The Crowleys were told that there was very little that could be done for the children. But they soon found a couple of physicians who were conducting research into Pompe disease, so “we had a little bit of hope,” he said.
In the meantime, the Crowley family set out to raise money for research into Pompe disease, with the goal of raising $1 million in the first year.
Friends contributed money, as well as a group of Bergen County schoolchildren, who donated $200 they had raised through a bake sale. An older woman whose late daughter had muscular dystrophy sent a check for $2, which she wrote was all that she could spare. She continued to donate $2 per month.
The Crowleys had raised $250,000, which was half of a smaller goal of raising $500,000 to fund the first piece of research. Mr. Crowley said he approached a philanthropist, hoping to raise more money. After listening to the request and the reasoning behind it, the philanthropist’s daughter — who was representing her father — wrote a check for $250,000.
Through his daughter, the philanthropist — whose name has never been revealed — told the Crowleys that he did not want credit for the donation. That was a great lesson, Mr. Crowley said. Some people donate because they want others to think better of them, he said.
“But it’s not like that in this room,” Mr. Crowley told the women Friday morning. “Each of you is an unsung hero.”

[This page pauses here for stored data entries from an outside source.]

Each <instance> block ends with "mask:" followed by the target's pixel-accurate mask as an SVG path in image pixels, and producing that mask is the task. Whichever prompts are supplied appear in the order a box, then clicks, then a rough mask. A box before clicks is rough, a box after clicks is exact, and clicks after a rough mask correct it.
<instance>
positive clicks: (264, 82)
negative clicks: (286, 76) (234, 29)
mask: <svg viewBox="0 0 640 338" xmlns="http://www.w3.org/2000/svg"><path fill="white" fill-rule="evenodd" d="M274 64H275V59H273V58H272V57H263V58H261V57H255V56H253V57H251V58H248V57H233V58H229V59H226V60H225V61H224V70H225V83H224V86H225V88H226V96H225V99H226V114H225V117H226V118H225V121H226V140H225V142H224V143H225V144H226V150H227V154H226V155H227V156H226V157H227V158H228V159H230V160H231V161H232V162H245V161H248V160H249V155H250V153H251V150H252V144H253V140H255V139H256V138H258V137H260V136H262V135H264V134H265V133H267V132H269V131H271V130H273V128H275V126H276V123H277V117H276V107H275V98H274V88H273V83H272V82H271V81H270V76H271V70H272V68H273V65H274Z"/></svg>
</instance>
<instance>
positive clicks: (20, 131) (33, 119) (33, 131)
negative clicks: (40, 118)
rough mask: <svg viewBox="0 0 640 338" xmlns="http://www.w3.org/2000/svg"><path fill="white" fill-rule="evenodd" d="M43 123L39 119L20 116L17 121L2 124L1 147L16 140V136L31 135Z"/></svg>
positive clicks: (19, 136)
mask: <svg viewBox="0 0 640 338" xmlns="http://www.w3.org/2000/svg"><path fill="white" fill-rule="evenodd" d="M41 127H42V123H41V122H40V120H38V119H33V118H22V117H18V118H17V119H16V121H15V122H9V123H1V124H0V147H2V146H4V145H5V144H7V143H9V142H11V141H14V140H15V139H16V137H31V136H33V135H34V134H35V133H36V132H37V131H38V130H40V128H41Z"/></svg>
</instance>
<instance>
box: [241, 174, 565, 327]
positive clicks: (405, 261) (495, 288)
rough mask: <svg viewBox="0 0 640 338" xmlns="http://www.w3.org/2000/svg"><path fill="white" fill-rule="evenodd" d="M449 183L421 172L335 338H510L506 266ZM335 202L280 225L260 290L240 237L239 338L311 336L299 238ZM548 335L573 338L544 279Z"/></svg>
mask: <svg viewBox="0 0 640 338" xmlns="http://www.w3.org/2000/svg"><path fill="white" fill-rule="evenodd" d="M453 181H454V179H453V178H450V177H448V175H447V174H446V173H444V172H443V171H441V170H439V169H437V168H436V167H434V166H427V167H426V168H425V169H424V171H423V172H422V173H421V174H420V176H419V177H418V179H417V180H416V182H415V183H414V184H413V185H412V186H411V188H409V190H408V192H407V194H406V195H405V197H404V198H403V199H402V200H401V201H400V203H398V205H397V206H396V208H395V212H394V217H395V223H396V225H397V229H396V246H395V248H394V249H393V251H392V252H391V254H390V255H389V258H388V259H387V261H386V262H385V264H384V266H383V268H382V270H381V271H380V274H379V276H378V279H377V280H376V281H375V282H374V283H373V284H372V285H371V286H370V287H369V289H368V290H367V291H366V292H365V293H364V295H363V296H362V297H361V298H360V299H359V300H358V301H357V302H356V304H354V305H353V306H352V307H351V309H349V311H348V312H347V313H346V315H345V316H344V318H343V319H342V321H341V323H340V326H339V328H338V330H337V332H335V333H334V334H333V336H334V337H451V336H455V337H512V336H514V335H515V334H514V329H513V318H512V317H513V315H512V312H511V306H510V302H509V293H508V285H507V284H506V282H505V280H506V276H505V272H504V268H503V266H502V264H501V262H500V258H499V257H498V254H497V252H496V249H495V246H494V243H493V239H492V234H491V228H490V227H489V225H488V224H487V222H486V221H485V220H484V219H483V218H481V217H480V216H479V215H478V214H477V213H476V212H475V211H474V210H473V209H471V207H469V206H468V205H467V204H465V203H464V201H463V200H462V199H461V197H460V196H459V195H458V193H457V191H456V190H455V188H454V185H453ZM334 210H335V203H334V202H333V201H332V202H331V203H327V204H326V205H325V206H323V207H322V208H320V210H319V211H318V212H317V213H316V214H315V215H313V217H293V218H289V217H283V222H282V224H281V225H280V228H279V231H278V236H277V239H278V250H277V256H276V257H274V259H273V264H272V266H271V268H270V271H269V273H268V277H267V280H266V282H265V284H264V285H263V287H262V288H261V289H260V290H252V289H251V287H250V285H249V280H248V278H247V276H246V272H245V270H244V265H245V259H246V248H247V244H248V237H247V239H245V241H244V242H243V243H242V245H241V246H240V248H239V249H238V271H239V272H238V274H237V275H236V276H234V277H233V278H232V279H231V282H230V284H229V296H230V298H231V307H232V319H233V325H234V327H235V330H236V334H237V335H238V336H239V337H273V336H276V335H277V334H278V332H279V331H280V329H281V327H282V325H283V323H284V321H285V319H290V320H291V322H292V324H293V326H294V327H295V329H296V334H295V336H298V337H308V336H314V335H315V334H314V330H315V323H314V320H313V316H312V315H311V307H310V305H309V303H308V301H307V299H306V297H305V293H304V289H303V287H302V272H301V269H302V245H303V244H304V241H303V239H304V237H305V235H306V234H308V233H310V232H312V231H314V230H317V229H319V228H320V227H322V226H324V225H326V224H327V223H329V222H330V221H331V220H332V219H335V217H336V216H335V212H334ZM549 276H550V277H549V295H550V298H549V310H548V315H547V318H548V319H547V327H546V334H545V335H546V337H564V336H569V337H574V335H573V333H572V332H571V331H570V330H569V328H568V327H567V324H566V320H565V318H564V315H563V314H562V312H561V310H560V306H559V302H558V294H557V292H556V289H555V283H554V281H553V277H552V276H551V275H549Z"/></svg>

Mr. Crowley also spoke of the kindness of strangers, and the impact of those actions on other people.
The Crowley family traveled to New York City several years ago to watch the annual Thanksgiving Day parade, he said. They stayed at the Plaza Hotel, and when it was time for the parade to begin, they walked outside — into a wall of people.
Mr. Crowley approached a New York City police lieutenant and asked whether it would be possible to move the barricades so the children — Megan and Patrick, who use wheelchairs, and John Jr. — could watch the parade.
The lieutenant was on the verge of saying no, Mr. Crowley said, when he thought better of it. He saw the two children in the wheelchairs and, with the help of two patrol officers, made a path through the crowd for the family.
“He put us on the street, so close that we could literally touch the floats,” Mr. Crowley said. “It was the most perfect, surreal moment. I couldn’t do it alone. I thanked the lieutenant, and he said, ‘No, thank you.’”
“It is a moment that always stuck with me,” Mr. Crowley said. “It’s the circular nature of giving. He was doing things that he felt were right in his heart. We made a difference in his heart. You can make a difference.”
Coming full circle, Mr. Crowley emphasized finding passion in one’s life. HomeFront has done much to help so many people that it is an inspiration in its own right, he said.